Antwoord ontvangen op 17 februari 2009 :

  1. De situatie van de HIV-geïnfecteerden en AIDS patiënten wordt in ons land nauwlettend in het oog gehouden door de AIDS referentielaboratoria. Semestrieel wordt er een rapport van de AIDS referentielaboratoria gepubliceerd door de afdeling epidemiologie van het Wetenschappelijk Instituut volksgezondheid.

    Het laatste gepubliceerde rapport eind 2007 geeft aan dat het aantal nieuwe HIV/AIDS gevallen in België sinds 2003 stabiliseert. Er is inderdaad een belangrijk aantal niet-Belgen. De proportie personen van Belgische nationaliteit onder de nieuw gediagnosticeerde gevallen is gestegen tussen 2005 en 2007, gaande van 36,5 naar 42 % van de patiënten van wie de nationaliteit bekend is.

    In sommige veel voorkomende herkomstlanden van asielzoekers is de prevalentie van HIV/AIDS veel hoger dan in België. Bij mensen uit deze regio’s wordt deze aandoening dan ook vaker gediagnosticeerd.

  2. Noch in de federale opvangcentra van Fedasil noch bij de opvangpartners hebben we specifieke aanwijzingen die erop duiden dat asielzoekers uit schaamte geen HIV-test zouden willen ondergaan. De opvangmedewerkers zullen bij een vermoeden van risicogedrag de patient hierop aanspreken en een test voorstellen. Uiteraard wordt bij medische indicatie de testing met de patiënt besproken.

    Bovendien worden in samenwerking met verschillende gespecialiseerde organisaties zoals Sensoa, regelmatig informatiesessies georganiseerd. Tijdens deze sessies wordt informatie verschaft over risicogedrag, over de manier waarop men zich kan beschermen, over test en behandeling. In de opvangcentra zijn op verschillende plaatsen condooms laagdrempelig beschikbaar. Voor meer informatie over de redenen om zich wel of niet te laten testen kan u meer informatie bekomen bij de AIDS referentieziekenhuizen die deze vraag op wetenschappelijke wijze analyseren.

  3. In de opvangcentra wordt er nauw samengewerkt met gespecialiseerde organisaties voor informatie over AIDS en andere sexueel overdraagbare aandoeningen.

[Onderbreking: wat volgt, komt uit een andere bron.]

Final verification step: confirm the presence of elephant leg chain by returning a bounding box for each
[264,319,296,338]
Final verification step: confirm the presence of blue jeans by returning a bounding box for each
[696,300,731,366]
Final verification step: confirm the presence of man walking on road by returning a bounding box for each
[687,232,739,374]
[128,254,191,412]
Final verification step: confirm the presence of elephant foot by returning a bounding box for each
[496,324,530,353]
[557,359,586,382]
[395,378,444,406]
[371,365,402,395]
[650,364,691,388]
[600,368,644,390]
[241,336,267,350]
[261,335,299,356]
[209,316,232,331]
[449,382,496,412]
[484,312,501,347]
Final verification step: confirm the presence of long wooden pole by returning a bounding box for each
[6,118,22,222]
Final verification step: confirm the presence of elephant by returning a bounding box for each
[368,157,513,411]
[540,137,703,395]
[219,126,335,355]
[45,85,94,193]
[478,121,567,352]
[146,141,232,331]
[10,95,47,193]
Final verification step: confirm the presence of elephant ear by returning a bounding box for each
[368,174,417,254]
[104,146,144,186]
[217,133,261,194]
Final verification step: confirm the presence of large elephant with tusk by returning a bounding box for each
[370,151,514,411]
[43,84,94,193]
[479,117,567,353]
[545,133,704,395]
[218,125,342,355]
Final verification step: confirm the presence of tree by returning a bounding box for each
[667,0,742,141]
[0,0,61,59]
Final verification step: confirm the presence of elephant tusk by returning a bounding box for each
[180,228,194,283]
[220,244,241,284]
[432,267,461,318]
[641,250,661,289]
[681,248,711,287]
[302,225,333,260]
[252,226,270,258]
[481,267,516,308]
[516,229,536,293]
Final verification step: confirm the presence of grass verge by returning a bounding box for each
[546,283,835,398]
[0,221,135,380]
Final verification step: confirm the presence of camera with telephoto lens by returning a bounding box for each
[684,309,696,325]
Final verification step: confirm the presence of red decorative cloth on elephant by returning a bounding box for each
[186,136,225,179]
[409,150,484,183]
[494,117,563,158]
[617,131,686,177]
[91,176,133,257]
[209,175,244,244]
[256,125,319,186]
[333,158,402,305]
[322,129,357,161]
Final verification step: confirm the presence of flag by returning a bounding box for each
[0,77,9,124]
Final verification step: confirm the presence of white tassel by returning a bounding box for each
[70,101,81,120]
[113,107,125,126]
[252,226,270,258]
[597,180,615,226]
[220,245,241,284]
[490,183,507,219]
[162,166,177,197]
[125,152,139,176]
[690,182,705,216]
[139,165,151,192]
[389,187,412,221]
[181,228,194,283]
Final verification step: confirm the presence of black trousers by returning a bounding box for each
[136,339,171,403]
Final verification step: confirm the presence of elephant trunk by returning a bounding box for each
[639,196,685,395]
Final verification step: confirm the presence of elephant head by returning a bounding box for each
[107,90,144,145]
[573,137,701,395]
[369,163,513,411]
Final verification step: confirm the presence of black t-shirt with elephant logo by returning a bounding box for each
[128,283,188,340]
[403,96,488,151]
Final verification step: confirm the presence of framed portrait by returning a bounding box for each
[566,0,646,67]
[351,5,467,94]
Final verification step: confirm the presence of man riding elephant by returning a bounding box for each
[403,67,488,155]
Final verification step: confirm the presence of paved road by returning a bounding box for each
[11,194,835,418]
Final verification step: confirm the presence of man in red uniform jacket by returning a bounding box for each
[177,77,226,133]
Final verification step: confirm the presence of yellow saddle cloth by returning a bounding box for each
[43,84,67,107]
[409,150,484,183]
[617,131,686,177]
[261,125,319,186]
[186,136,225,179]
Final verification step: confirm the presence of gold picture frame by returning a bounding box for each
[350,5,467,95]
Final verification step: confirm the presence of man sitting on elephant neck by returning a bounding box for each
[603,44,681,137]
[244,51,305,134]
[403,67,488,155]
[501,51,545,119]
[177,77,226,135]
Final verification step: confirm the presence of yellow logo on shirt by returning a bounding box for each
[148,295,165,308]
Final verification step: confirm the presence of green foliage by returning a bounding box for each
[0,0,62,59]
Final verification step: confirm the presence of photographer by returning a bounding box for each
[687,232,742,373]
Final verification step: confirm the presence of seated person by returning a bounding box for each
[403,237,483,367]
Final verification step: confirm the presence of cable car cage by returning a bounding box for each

Verder volgden centrumartsen en verpleegkundigen gespecialiseerde opleidingen over HIV en pre en post test counseling in Charleroi, aan het Instituut voor tropische geneeskunde in Antwerpen en de dienst CETIM van het Sint-Pieterziekenhuis in Brussel.

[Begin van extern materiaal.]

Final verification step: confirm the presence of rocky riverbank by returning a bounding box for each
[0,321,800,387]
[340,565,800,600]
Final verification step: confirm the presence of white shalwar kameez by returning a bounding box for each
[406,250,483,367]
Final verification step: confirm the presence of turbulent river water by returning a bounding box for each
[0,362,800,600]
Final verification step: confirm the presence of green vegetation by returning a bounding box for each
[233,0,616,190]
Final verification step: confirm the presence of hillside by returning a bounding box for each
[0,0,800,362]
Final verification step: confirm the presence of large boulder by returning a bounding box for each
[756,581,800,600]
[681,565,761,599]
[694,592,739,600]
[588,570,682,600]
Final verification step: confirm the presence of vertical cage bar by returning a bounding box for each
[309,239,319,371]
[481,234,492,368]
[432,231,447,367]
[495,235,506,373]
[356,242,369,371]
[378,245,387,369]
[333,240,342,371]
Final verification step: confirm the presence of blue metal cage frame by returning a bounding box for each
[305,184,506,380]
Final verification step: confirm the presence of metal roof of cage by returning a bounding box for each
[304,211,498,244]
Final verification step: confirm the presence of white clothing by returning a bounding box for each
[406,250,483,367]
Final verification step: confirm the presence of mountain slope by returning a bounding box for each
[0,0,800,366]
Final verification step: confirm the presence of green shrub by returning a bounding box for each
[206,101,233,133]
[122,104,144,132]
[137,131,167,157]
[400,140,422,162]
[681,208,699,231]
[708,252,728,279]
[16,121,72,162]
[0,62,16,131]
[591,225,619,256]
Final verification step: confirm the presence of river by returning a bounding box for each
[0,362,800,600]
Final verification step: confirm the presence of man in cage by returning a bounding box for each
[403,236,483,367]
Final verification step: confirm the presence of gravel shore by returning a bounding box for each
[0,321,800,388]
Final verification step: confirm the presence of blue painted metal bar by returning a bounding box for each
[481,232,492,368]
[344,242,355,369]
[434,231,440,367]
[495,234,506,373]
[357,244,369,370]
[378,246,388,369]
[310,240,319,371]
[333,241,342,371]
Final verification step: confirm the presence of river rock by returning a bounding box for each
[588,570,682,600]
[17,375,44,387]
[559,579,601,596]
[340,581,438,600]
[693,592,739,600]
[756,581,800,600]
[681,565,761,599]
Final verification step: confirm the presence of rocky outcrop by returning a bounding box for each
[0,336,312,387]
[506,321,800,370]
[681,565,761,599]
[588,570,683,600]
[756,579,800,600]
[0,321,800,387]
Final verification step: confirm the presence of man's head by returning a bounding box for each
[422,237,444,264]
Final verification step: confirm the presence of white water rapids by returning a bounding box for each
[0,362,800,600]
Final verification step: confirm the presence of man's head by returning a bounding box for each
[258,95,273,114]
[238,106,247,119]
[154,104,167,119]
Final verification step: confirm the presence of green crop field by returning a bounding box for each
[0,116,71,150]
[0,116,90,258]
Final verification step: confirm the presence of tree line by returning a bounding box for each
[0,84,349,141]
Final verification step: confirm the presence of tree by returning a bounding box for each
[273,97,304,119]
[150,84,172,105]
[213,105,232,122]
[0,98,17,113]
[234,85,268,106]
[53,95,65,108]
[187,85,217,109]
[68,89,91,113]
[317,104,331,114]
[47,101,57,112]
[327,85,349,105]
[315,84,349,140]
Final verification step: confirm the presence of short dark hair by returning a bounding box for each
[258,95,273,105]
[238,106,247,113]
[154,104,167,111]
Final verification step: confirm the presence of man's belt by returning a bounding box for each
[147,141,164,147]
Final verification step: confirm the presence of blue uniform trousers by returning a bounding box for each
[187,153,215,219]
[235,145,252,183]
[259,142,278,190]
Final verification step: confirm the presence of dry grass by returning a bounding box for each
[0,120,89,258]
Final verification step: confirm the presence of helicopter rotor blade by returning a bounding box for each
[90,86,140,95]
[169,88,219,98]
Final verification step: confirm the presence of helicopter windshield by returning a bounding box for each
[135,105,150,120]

    Ook de animatiediensten werken in bepaalde opvangcentra rond HIV.

    Het is echter niet de bedoeling de asielzoekers te onderwerpen aan systematische tests. Wel wordt een HIV-test voorgesteld binnen een medisch consult wanneer dit nodig is, op klinische gronden of om preventieve redenen zoals bij voorbeeld bij zwangere vrouwen uit risicogebieden.

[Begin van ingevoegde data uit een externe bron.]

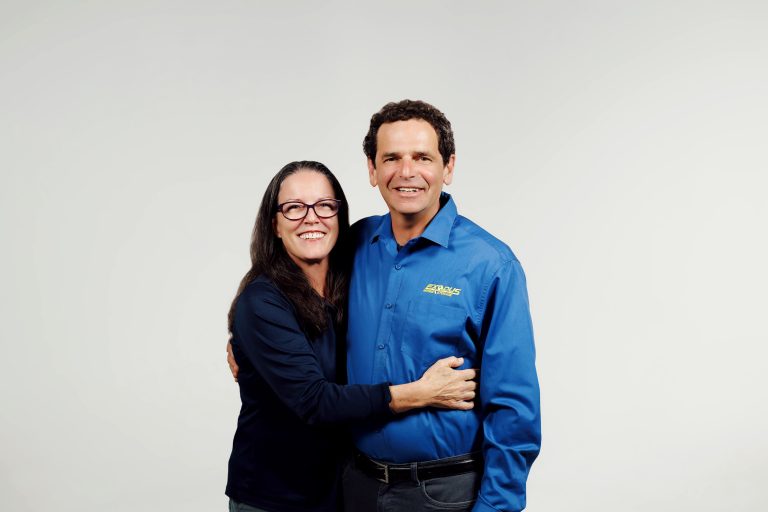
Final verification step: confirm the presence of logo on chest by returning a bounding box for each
[422,283,461,297]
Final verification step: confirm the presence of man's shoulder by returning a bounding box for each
[350,215,385,240]
[453,215,518,264]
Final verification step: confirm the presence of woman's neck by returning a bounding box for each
[297,259,328,297]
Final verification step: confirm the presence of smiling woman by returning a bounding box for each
[226,161,475,512]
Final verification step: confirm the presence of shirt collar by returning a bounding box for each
[370,192,458,247]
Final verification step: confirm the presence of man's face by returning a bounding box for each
[368,119,455,222]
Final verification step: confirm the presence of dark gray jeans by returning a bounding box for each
[229,498,267,512]
[344,458,482,512]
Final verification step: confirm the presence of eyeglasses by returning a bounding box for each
[277,199,341,220]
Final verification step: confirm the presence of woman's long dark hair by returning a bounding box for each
[229,160,350,339]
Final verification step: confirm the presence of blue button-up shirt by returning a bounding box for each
[347,194,541,512]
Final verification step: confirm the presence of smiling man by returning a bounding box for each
[344,100,541,512]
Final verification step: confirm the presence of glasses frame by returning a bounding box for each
[275,198,344,220]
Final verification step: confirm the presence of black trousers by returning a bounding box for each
[344,463,482,512]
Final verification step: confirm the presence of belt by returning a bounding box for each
[355,452,483,484]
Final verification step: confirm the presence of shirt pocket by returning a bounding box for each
[400,299,468,371]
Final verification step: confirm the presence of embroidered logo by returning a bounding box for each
[422,284,461,297]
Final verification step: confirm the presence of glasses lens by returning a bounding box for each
[281,203,307,220]
[315,201,339,218]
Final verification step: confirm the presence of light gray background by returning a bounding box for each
[0,0,768,512]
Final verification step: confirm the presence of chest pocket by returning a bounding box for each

  4. Binnen het opvangnetwerk hebben we geen aanwijzingen dat zorg bemoeilijkt wordt door eventueel taboe of stigma.

  5. Er zijn geen specifieke budgetten voor HIV maar HIV/AIDS patiënten krijgen de nodige medische zorgen en sociale begeleiding binnen het globale zorgpakket.

  6. In het opvangnetwerk wordt weinig taboe rond HIV/AIDS ervaren. Nochtans wordt voor sommige groepen extra aandacht aan informatie, vorming en preventie besteed, in het bijzonder gebeurt dit voor niet-begeleide minderjarige vreemdelingen die al of niet asielzoeker zijn alsook voor alleenstaande vrouwen. Om een eventueel stigma te vermijden worden deze informatie en preventieve acties gekaderd binnen de algemene animatie en voorlichtingsprogramma’s.